For now, Sunny is a stay-at-home mom, running her household, fixing her children healthy meals and available to help with homework. She has interviewed for a few jobs in her field but nothing has stuck yet, since it is important to her to find one that has enough flexibility for her to remain present for her kids.
Last month, they decided that this experiment had worked well enough to warrant selling their house and it sold in five days. They are renting a home in their new neighborhood until June and when I asked her, “What next?” she paused before admitting she didn’t know. They could move back east, closer to her family and her aging parents, or they could look for a house to buy in their new neighborhood. I pushed a little more, probing to see what she wanted to do, and she began a verbal pro/con list of all the options. Then she sat back in her chair and sighed.
“Honestly, Kari, – and the kids and I talk about this all the time – it’s just so easy to be here. The kids are happy at school. They have friends. I don’t have to work, for now, and their dad is happy with his job. The schools are great, the people are great, everything is within walking distance and life is just…easy.”
Her face was a mixture of guilt and embarrassment as she admitted all of this to me.

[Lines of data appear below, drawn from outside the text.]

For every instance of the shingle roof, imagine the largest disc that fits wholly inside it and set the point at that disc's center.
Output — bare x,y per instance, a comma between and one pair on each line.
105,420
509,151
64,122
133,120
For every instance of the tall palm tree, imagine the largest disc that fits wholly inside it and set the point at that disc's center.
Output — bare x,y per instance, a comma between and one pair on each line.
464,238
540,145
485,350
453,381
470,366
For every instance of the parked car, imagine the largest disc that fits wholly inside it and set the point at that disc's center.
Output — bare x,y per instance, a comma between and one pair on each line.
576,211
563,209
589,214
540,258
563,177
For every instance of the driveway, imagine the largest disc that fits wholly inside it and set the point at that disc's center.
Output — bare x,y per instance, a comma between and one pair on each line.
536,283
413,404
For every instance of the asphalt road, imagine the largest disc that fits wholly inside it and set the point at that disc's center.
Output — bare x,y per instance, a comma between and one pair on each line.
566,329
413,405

I smiled and thought about what a lovely, lovely turn of events this is. Why should life be hard? Of course, it is sometimes, and for some people more than others, but often I think we make it too hard on ourselves without realizing that we are. Their conscious decision a year ago was to simplify. And it seems that it worked. Good for them. I hope they revel in it. I hope that it feels safe and comforting. I can’t say that there was ever a time in my childhood that felt “easy,” and I hope she knows what a gift she’s giving to her kids by letting them experience that. It won’t last forever, but while it’s here, I’ll celebrate it with her.